** in this new series of my blog “see michigan” i’ve decided to better journal and track the beautiful places sean and i have discovered in michigan. i hope it serves to remind me (and if other people stumble upon this written work) a desire to break from Normal and explore the New around us. Because this land, it’s pretty awesome. **As soon as we reached the beach, we took off our shoes. In reflection, I realize this is a sacred ritual for Michiganders: to remove your shoes when you reach the shore; an unexplained practice learned from generations of observation. It’s nothing we talk about, nothing we plan. It’s an instinctual reaction to a native’s deep seeded love of the Great Lakes. Their greatness bred into our spirits. Our inherent appreciation longing to preserve their legacy. A sign of homage, of respect to things greater than we.
It had been one year since my last encounter with the mighty lake and I was taken aback by how easily it was personified by the conditions. I was wearing the shell from Sean’s winter jacket, hoping it would protect me against the blackened Lake Superior. But even the proper gear was no match for its frigid breath. Hearing the challenge in Superior’s gusts, I handed my possessions to Sean and walked to the water; a mosquito to a vein, a gosling to their nest, a child to their mother.
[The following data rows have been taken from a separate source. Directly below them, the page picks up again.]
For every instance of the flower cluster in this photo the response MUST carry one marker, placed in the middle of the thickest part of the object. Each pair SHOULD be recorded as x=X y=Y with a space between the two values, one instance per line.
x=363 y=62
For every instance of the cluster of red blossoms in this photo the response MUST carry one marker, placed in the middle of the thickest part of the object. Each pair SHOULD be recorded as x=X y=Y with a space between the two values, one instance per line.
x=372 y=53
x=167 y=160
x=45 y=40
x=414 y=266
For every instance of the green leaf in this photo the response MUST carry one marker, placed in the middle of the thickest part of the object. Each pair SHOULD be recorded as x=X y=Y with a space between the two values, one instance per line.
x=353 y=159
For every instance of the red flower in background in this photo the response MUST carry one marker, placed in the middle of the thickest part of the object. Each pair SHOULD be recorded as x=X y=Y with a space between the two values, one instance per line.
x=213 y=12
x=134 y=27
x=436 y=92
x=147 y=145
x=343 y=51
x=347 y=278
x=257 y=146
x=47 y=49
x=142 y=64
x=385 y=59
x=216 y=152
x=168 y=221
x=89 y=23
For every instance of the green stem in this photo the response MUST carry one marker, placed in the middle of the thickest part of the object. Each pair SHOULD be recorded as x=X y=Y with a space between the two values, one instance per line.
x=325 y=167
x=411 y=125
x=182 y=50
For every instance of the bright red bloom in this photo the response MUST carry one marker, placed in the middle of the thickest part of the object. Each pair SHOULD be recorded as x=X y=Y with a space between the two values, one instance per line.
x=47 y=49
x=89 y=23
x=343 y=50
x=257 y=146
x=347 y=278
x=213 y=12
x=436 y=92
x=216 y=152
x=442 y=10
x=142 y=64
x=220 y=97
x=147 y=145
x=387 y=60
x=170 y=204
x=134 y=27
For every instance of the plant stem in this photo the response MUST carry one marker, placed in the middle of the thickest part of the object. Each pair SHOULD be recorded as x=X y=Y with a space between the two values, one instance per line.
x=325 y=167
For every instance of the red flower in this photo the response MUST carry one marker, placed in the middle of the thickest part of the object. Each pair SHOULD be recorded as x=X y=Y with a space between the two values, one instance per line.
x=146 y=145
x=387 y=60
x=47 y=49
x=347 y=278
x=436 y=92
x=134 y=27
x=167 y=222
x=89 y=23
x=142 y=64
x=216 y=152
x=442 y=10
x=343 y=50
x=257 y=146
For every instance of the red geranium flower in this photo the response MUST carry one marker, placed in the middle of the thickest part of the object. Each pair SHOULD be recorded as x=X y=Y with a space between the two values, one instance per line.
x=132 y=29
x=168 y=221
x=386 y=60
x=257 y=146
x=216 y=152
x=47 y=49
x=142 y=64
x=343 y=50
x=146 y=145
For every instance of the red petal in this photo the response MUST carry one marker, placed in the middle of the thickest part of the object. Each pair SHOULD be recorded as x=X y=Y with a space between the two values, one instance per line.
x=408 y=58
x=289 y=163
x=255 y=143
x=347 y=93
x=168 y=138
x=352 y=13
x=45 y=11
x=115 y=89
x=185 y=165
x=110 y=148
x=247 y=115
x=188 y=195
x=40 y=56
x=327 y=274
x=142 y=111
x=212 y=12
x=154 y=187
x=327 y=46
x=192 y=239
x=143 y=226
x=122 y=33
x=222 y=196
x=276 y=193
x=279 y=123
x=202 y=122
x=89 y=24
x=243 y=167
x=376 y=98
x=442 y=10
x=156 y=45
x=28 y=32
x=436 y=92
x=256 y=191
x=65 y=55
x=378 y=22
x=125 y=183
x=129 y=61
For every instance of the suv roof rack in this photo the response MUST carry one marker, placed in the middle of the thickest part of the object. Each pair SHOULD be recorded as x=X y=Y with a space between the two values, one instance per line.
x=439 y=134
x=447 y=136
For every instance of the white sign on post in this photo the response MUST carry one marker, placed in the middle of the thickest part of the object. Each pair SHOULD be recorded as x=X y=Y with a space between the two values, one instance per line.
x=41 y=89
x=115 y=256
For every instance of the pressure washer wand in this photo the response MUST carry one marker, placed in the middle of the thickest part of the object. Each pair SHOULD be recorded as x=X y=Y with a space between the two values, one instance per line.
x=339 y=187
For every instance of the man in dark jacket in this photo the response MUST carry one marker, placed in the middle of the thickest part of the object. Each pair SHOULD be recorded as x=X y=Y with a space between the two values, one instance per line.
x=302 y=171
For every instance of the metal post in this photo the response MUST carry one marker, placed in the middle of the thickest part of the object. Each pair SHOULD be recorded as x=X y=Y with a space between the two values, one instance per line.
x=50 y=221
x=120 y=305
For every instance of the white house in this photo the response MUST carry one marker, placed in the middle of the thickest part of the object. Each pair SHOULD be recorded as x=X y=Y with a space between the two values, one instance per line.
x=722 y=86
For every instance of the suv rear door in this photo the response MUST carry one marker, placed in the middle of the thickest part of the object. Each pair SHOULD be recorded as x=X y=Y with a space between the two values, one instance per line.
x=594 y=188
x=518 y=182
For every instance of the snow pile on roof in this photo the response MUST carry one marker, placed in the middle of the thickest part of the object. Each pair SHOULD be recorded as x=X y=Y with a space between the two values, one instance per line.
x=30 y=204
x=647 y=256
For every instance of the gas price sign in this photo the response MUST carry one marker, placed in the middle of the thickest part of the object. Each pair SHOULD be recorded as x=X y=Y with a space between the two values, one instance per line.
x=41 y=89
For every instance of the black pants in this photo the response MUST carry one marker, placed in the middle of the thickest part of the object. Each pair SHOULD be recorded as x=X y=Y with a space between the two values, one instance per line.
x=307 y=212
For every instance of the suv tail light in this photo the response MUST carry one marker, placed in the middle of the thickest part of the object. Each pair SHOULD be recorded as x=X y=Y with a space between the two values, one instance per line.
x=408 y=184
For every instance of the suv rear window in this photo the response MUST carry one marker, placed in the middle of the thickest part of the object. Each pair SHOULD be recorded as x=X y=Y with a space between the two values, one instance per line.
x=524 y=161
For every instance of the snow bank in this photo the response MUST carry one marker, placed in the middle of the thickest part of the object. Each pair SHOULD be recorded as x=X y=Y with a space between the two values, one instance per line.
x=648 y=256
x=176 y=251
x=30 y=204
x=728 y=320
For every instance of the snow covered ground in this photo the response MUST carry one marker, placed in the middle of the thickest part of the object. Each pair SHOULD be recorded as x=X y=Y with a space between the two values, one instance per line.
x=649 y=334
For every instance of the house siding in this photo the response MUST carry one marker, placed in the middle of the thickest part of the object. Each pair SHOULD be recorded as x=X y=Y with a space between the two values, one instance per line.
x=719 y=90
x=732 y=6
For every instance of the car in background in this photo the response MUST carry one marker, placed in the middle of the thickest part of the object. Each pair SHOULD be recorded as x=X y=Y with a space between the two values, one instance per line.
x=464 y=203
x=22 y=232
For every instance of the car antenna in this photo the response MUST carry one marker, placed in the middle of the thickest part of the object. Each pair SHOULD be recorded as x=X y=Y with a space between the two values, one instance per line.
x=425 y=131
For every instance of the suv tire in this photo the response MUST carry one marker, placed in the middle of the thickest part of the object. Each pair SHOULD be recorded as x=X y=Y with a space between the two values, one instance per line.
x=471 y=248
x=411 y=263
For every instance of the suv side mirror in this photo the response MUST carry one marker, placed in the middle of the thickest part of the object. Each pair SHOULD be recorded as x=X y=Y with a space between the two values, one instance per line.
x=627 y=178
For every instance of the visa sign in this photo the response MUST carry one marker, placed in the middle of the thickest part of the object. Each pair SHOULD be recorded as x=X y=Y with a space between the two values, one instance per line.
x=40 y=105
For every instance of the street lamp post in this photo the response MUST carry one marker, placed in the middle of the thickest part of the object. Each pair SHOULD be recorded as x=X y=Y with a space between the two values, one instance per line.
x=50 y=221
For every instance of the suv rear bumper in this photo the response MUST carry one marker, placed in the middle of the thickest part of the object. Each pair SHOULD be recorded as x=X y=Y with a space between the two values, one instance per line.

Having grown up exploring the shores of Good Harbor, I was unaccustomed to the larger rocks dispersed on Grand Marais’s beach. Sinking deeper until the water reached the bottoms of my pants, I was soon overcome by numbness. But the souls of my feet adjusted quickly, no longer effected by the nagging rocks, tripping my step and wedging between my toes. Like a duck retrieving fish from the water, I quickly dipped my hand beneath the shallow shoreline to obtain a red stone. Pulling it back, I laughed, feeling the water sneak down my arm between the large jacket sleeve. I palmed the stone and looked to Sean, whose smile lured me from the waters to the safety of the sand.
I told him I had forgotten how different Lake Superior was from the other lakes, and not just because it was cold. It has a force the other lakes lack. We stood in silence for a moment, letting the wind’s chill force us together. How small we must have appeared in contrast to the vastness Lake Superior. Sean told me he thought this lake was the most accurately named of all the lakes. With my arms around him, staring to the Canadian shoreline I had to agree. It felt superior in ways you can’t explain other people, only to tell them to “go there”.
I wondered how many great loves had stood on this shore, looking to the water with human fascination. Like time and eternity, it is impossible for us to understand this facet of nature’s superiority. Our story in this place is as permanent as the rocks scattered on the shore: real and present to the eye and then buried beneath the others, resurfacing in history only when the water is ready to push them out again. So we reach into the water and hold tightly to the rock we find, feeling grateful for the moment- to hold what is here, to love what is now.